I've been wanting to knit my children Weasley sweaters ever since I saw Harry Potter and The Philosopher's Stone and have finally this year is the year! I've got the pattern and some nice, new, smooth, sexy, bamboo needles and I know which kind of yarn I need, though I haven't gotten it yet. Best of all, Lobelia, a most fantastic knitter in her own right, is helping me. And boy is she sorry already! I've called her no less than 4 times this week with knitting questions of various levels of inanity.
You see, I held off on buying yarn because it's been a while since I've knitted and I figured I'd need some practice first. I have some semi-crappy yarn left over from my very first project, a Gryffindor scarf for Red Headed Snippet that looks pretty good but curls in on itself so fiercely it may as well be an overly long Gryffindor tube sock (I'd share a pic but it's packed away in the basement). I decided to brush up on my skillz using the old yarn and quite unhappily discovered I have almost no clue what I'm doing! I called Lobelia after noticing that halfway through each row of allegedly "purling" I was overcome with the desire to throw myself off the top of a very tall building. And what was supposed to be a stockinette stitch turned out looking like this on the "front":
And this on the "back":
Thankfully, Lobelia is very patient and successfully talked me off my ledge and onto some very helpful websites. The one I like best is here, knittinghelp.com. It has videos, VIDEOS, man!

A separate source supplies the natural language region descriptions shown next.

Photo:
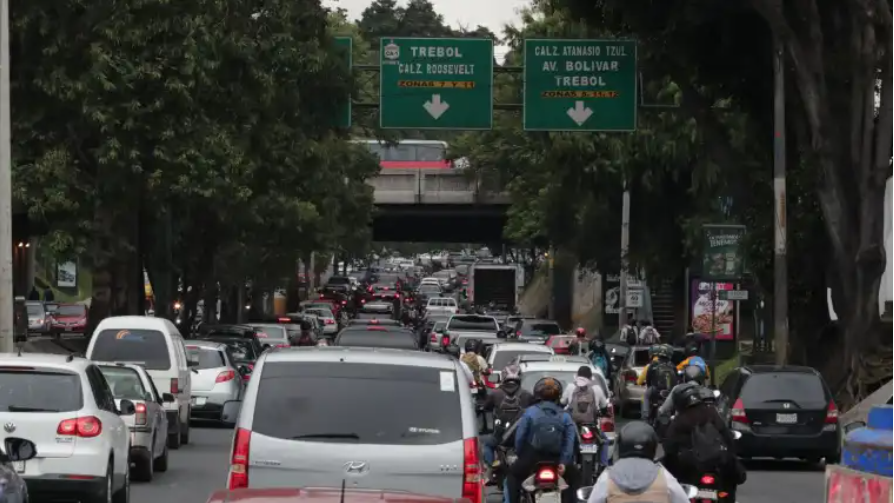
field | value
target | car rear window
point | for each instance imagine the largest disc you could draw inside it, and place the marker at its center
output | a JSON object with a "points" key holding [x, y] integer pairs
{"points": [[541, 329], [39, 390], [328, 402], [472, 323], [125, 383], [206, 357], [147, 347], [806, 390]]}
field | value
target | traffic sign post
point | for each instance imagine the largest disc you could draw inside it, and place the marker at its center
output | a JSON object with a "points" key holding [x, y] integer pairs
{"points": [[345, 46], [580, 85], [436, 83]]}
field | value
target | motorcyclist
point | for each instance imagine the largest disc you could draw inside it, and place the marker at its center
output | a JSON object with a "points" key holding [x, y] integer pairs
{"points": [[698, 441], [508, 402], [545, 433], [659, 375], [636, 475]]}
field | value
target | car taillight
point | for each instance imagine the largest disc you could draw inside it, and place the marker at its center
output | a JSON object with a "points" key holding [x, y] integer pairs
{"points": [[239, 462], [832, 414], [140, 417], [738, 412], [473, 487], [226, 375], [84, 427]]}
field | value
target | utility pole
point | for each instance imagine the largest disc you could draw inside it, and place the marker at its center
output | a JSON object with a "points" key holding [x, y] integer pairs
{"points": [[780, 265], [7, 300], [625, 248]]}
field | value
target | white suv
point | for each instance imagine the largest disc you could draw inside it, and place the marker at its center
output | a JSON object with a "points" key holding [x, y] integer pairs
{"points": [[65, 406]]}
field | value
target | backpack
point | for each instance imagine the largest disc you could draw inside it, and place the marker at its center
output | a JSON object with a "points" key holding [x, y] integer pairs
{"points": [[648, 336], [708, 447], [548, 430], [471, 360], [665, 376], [583, 405], [509, 409]]}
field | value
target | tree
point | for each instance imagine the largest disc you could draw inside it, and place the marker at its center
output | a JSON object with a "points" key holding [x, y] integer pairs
{"points": [[838, 61]]}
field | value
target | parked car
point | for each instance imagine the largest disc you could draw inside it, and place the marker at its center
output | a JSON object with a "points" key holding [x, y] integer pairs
{"points": [[149, 424]]}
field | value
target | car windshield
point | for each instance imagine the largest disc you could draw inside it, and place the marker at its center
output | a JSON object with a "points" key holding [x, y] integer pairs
{"points": [[125, 383], [39, 390], [541, 329], [323, 401], [806, 390], [147, 347], [473, 324]]}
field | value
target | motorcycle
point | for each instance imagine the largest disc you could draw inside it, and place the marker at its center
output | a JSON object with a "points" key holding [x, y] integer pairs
{"points": [[545, 481]]}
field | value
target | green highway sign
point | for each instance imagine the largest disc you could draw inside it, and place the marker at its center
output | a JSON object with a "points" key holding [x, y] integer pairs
{"points": [[580, 85], [345, 46], [436, 83]]}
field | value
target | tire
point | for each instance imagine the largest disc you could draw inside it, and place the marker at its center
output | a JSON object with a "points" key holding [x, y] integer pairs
{"points": [[161, 463], [145, 468], [122, 495]]}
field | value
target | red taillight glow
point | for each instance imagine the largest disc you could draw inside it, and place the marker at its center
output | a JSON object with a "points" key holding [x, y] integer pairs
{"points": [[140, 417], [226, 375], [239, 462], [738, 412], [84, 427], [473, 483], [832, 414]]}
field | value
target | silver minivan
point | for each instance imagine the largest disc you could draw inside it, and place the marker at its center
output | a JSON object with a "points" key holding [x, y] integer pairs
{"points": [[379, 419]]}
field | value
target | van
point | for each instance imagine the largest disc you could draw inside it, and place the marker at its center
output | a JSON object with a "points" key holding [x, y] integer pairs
{"points": [[156, 344]]}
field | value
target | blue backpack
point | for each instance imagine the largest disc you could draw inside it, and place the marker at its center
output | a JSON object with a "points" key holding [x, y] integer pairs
{"points": [[548, 430]]}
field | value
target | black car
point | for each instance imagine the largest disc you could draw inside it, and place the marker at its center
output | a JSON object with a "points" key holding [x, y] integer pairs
{"points": [[784, 411]]}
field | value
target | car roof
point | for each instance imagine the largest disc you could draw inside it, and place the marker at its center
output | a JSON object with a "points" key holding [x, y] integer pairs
{"points": [[62, 362], [379, 356]]}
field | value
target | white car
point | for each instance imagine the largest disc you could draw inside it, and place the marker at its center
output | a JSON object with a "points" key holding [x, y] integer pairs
{"points": [[65, 406]]}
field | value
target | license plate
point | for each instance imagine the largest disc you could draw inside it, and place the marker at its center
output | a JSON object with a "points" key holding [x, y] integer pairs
{"points": [[706, 494], [786, 418]]}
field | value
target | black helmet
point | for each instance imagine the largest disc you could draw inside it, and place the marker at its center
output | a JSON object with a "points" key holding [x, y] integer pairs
{"points": [[637, 440], [687, 395], [694, 373], [548, 390]]}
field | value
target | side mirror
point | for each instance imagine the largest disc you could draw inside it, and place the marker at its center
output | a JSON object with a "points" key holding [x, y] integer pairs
{"points": [[19, 449], [127, 408], [856, 425]]}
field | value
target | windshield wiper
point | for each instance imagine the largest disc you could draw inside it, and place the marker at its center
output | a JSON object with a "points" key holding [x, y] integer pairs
{"points": [[346, 436], [19, 408]]}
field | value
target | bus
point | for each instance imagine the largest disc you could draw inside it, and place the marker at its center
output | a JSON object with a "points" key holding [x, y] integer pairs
{"points": [[410, 154]]}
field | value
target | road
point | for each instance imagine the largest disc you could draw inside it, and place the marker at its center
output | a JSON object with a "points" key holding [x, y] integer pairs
{"points": [[201, 467]]}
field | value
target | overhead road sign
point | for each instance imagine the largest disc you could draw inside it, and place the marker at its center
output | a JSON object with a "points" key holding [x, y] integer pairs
{"points": [[580, 85], [436, 83]]}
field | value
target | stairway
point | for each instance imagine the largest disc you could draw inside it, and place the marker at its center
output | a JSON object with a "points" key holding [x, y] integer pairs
{"points": [[663, 311]]}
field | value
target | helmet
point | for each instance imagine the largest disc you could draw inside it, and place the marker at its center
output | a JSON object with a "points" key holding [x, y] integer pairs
{"points": [[687, 395], [548, 390], [511, 373], [694, 373], [637, 440]]}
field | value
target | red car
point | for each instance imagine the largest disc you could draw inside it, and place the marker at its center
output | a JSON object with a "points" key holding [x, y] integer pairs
{"points": [[324, 495], [68, 319]]}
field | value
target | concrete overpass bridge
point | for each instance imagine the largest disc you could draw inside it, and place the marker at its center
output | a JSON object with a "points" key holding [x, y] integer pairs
{"points": [[437, 205]]}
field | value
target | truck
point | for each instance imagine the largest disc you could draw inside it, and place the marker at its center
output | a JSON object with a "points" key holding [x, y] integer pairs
{"points": [[500, 284]]}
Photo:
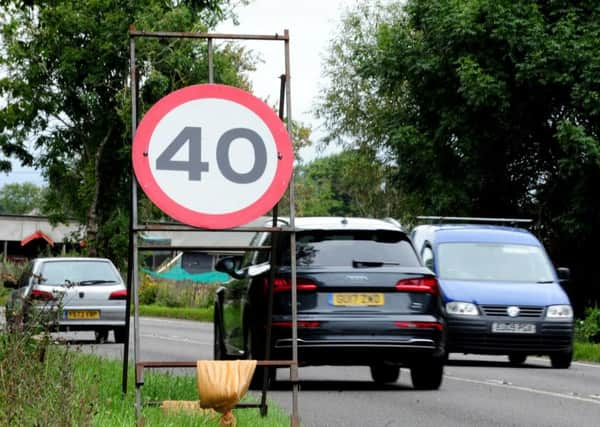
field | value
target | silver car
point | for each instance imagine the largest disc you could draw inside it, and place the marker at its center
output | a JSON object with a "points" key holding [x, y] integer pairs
{"points": [[84, 294]]}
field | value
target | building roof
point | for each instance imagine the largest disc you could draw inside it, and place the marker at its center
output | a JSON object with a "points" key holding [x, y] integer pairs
{"points": [[20, 228]]}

So, I've spent the week calling my sister, watching videos, messing around with yarn, knitting, purling, tearing out stitches, dropping stitches, barely saving stitches and knitting and purling again, and I think I've settled on a wonky way of accomplishing what I need to accomplish. I like knitting Continental style, but purling English style also known as throwing or American style (the fact that this technique is known as both "English" AND "American" style just strikes me as immensely funny, but that could simply be because I'm an American Anglophile, but I digress). I've also found that by using a technique called knitting backwards, I can knit much faster. Basically, after I've knitted a row, I just knit again holding the needle full of stitches in my right hand and using the left needle the same way I just used the right to knit the stitches onto the right needle. So I never have to turn the needles; I just keep them in the same hands and knit the stitches back and forth from one to the other. Confused yet? I don't think I can explain it any better, but it works, at least for a stockinette stitch. So I think I'll stick with it. Cause purling's a bitch!

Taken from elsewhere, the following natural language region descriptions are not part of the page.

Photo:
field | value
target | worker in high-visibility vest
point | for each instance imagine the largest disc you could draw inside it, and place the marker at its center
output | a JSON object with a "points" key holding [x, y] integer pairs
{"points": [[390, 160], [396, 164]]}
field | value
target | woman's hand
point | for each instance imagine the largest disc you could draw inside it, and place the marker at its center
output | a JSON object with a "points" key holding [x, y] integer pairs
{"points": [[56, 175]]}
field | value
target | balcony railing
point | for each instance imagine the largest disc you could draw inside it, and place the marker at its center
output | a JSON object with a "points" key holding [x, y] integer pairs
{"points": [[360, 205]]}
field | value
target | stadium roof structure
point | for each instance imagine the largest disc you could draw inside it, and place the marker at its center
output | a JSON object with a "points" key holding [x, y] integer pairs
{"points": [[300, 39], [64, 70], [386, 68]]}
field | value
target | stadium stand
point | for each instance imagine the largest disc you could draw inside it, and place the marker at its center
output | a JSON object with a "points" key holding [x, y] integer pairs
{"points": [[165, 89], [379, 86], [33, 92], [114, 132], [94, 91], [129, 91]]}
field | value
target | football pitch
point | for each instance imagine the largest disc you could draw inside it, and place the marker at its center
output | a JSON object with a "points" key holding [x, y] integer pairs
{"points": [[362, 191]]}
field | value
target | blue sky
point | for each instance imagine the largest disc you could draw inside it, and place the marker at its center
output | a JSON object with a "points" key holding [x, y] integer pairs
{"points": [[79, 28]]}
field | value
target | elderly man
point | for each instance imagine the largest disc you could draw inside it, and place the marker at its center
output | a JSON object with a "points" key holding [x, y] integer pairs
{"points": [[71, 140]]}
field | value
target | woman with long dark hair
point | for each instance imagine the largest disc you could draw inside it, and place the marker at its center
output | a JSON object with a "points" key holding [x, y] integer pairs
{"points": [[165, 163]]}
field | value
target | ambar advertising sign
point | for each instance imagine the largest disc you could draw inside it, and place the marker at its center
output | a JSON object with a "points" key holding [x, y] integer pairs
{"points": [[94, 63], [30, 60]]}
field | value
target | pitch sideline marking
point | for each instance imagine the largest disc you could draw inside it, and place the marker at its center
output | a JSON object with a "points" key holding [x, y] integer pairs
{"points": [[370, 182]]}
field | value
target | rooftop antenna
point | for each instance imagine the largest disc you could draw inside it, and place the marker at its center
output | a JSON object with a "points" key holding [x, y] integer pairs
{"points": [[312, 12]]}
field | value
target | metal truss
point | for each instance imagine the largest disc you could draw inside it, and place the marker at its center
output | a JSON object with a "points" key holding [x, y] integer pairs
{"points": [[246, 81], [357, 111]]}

So now, after a week of trying and retrying and actually learning the correct way to do things (and, bear in mind, working with semi-crappy yarn), this is the bumpy mess I have to show for it all:
It just doesn't seem fair somehow and I am REALLY nervous about getting the good yarn and starting on it in earnest. I just keep reminding myself that these sweaters are supposed to look homemade and imperfect and that my children will love them no matter what. I sure hope so anyway.
Maybe another week's practice will help.
Okay, gotta run. There's laundry to be washed and beds to be changed. And I need to find some way to get outdoors and enjoy the unseasonable weather.